The Shanghai Cooperation Organization’s summit in Tianjin was a reminder that global politics is being reordered around interests, not emotions. China and Russia used the platform to advance their multipolar vision, India demonstrated agility by engaging rivals and partners in the same room, and Pakistan once again faced the test of whether it can turn multilateral openings into tangible outcomes. The stage was set not for rhetoric, but for choices that will shape Eurasia’s balance of power in the coming decade.
China’s Global Governance Initiative was the centerpiece, offering not just lofty principles but concrete tools: grants, concessional credit, expanded scholarships, vocational training workshops, and new regional security centers. The Tianjin Declaration reinforced sovereignty, multipolarity, and non-interference, while rejecting bloc politics and unilateral coercion. The symbolism was thick—marking 80 years since the end of World War II and the founding of the United Nations—but so too was the substance. Twenty-four outcome documents and new institutions underscored that the SCO is no longer content to be dismissed as a talk shop. It is evolving into a platform with financial, educational, and security levers that can shape the regional order.

For Pakistan, the summit presented a set of opportunities that are both immediate and long-term. Beijing’s RMB 2 billion in grants this year and RMB 10 billion in credit lines over three years are real avenues for development if Islamabad can prepare shovel-ready projects. Officials have signaled interest in packaging initiatives in water management, agriculture, and health to qualify. The idea of rebranding CPEC’s Special Economic Zones as SCO pilot projects is also being floated, which could broaden their appeal beyond China and attract investment from Russia, Central Asia, and Iran. But these opportunities will slip away if they are approached with the same habit of announcing projects without preparation that has plagued Pakistan’s past.
The education and skills component is equally critical. With millions of out-of-school children and industries facing chronic workforce shortages, the doubling of SCO scholarships, the creation of a PhD track in advanced technologies, and the rollout of Luban vocational workshops offer a chance to reset Pakistan’s human capital trajectory. Yet competition will be fierce. Central Asian states are already moving to secure these slots. If Pakistan delays, it risks being outpaced by peers who are better prepared to capture the benefits.
Security cooperation, too, carries both symbolic and practical weight. By tying trade corridors to SCO’s new security centers, Islamabad can lower the risk premiums that inflate costs for exporters and investors. The linkage between security and commerce has long been underappreciated in Pakistan’s policymaking; Tianjin underscored that one cannot be separated from the other. The SCO’s Regional Anti-Terrorist Structure provides joint exercises and intelligence sharing that can complement Pakistan’s existing security architecture and strengthen its claim as a responsible stakeholder in Eurasian stability.
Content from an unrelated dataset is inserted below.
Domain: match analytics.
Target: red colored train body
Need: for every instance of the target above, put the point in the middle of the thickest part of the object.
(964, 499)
But Tianjin also exposed vulnerabilities. The optics mattered. Narendra Modi’s images with Xi Jinping and Vladimir Putin highlighted India’s ability to play multiple sides, while Pakistan appeared peripheral. Even the possibility of a symbolic handshake between Modi and Shehbaz Sharif—something that could have subtly reshaped atmospherics—never materialized. In an era where perception can shape investment flows and diplomatic leverage, Pakistan cannot afford to ignore the importance of optics.
The deeper risk lies in Islamabad’s persistent gap between opportunity and execution. Without disciplined follow-up, the pledges secured at Tianjin will remain headlines rather than results. There is also the danger of overdependence on China at a time when the U.S.–China rivalry is intensifying. A Pakistan that ties itself too tightly to one pole risks losing the strategic flexibility that multipolarity is supposed to offer. Equally problematic is the continued reliance on emotional narratives—“eternal enmity” or “all-weather friendship”—that cloud the pursuit of hard interests.
The SCO summit made one fact clear: the world’s major players know how to separate narrative from interest. India can spar with China on the Himalayan border and still sit across the table in Tianjin. Russia can support India in BRICS while simultaneously courting Pakistan for energy exports. China can reassure Pakistan of its support while warming ties with New Delhi. This is diplomacy as it is practiced by states that prioritize interests over emotions.

For Pakistan, the lesson is stark. National narratives may have value, but when they are detached from national interest they become hollow slogans. The discipline of diplomacy lies in protecting and advancing interests even when emotions, history, or domestic politics suggest otherwise. The SCO offers Islamabad financing, skills development, and security partnerships. But without preparation, delivery, and a shift in mindset, these opportunities will remain unrealized.
The Tianjin summit will be remembered as a moment when the SCO transitioned from being a ceremonial platform to a tools-based organization shaping Eurasia’s future. For Pakistan, the choice is simple but profound: to remain trapped in narratives or to embrace interests as the ultimate narrative. The stakes are high, because in a multipolar order, those who fail to act are not just left behind—they are forgotten.